8. Event Publication (Outbox Pattern)

A RunCompleted event is inserted into the outbox:

outbox.status = pending

A publisher process:

pending → published
↘ failed (retry)

This ensures reliable, at-least-once delivery.

State Machines

Run Lifecycle

pending → running → finalizing → completed
↘ failed
↘ cancelled

Execution Lifecycle

pending → running → completed
↘ retry_scheduled → running
↘ failed
↘ timed_out
↘ cancelled

Attempt Lifecycle

pending → running → completed
↘ failed_agent_call
↘ failed_evaluation
↘ timed_out
↘ cancelled
↘ stale

Key Design Properties

1. Append-only evaluator results

Evaluator outputs are never updated, only inserted. This provides:

  • auditability
  • reproducibility
  • traceability

2. Separation of state vs evidence

  • state tables (runs, executions, attempts) are mutable
  • evaluator results are immutable facts

3. Idempotent finalization

Multiple workers may attempt to finalize a run.

The system ensures:

  • only one finalization succeeds
  • duplicate attempts are safe

4. Retry-safe execution

Executions may have multiple attempts.

Only the most recent non-stale attempt is authoritative.

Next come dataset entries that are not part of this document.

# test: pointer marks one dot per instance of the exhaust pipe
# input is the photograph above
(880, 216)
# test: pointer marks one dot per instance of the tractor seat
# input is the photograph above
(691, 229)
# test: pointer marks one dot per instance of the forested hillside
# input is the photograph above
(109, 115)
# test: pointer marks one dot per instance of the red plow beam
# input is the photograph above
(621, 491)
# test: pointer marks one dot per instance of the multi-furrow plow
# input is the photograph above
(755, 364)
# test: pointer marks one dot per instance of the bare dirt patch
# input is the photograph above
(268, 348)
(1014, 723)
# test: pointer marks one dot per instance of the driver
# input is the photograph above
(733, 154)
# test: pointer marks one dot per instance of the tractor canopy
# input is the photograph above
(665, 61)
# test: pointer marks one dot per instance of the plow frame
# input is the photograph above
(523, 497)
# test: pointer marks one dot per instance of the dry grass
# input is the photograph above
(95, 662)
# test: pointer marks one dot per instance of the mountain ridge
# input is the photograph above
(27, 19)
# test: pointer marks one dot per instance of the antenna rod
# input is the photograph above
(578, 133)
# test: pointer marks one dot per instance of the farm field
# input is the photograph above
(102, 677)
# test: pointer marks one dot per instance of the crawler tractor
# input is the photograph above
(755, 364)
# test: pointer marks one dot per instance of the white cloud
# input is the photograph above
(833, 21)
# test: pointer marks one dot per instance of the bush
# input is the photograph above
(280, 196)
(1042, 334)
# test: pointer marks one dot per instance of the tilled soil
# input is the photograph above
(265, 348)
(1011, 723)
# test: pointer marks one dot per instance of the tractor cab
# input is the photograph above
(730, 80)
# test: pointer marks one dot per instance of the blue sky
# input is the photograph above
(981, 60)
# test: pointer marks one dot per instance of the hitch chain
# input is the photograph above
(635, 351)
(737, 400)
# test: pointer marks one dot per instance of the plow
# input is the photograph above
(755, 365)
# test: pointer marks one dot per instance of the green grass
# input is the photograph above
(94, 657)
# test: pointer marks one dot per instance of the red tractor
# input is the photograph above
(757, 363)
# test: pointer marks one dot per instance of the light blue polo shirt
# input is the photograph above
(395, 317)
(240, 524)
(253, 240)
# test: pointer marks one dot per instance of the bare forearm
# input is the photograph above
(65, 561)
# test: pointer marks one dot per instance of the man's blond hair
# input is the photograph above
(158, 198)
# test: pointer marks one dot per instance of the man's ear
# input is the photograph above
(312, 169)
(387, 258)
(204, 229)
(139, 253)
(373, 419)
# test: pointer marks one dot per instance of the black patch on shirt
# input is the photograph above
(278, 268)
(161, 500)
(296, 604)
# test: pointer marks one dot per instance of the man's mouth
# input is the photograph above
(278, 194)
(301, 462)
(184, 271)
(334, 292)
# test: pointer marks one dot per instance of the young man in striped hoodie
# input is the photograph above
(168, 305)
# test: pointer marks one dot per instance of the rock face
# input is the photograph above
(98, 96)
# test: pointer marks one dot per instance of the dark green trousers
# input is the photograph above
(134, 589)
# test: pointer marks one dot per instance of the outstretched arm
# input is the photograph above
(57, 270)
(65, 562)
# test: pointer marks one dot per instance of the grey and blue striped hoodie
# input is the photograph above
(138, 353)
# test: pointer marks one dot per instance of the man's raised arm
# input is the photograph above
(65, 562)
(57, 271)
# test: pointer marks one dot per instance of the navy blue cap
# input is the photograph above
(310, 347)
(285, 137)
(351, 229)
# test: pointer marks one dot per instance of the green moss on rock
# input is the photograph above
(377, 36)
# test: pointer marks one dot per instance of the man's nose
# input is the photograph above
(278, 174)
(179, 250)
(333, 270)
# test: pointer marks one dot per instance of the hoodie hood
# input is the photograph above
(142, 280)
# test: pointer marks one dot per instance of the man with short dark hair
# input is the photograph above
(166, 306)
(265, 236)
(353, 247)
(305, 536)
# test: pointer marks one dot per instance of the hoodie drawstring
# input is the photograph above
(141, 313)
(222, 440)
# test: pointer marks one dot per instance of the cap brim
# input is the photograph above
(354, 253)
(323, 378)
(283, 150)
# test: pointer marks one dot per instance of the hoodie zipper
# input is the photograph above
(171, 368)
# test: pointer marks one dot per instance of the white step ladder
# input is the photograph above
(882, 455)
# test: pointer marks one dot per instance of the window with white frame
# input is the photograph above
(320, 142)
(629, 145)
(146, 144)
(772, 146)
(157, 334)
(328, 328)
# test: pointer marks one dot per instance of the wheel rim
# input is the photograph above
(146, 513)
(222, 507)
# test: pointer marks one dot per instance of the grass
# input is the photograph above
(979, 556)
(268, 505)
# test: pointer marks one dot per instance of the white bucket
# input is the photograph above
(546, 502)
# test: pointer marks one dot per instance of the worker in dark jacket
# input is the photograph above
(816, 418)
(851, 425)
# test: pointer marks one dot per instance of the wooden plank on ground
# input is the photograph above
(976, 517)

5. Reliable event delivery

The outbox pattern ensures:

  • no lost events
  • retryable publishing
  • eventual consistency

Design Philosophy

Agent Vigilo evaluates the behavior of a target system, not just a model.

An "agent" may represent:

  • a single model call
  • a prompt pipeline
  • a multi-step workflow
  • a deployed HTTP service

The evaluation system treats all targets uniformly via a versioned invocation interface.

Summary

The system is designed to:

  • handle distributed execution safely
  • tolerate worker failure and retries
  • preserve evaluation evidence
  • produce deterministic, policy-driven outcomes
  • reliably signal completion to downstream systems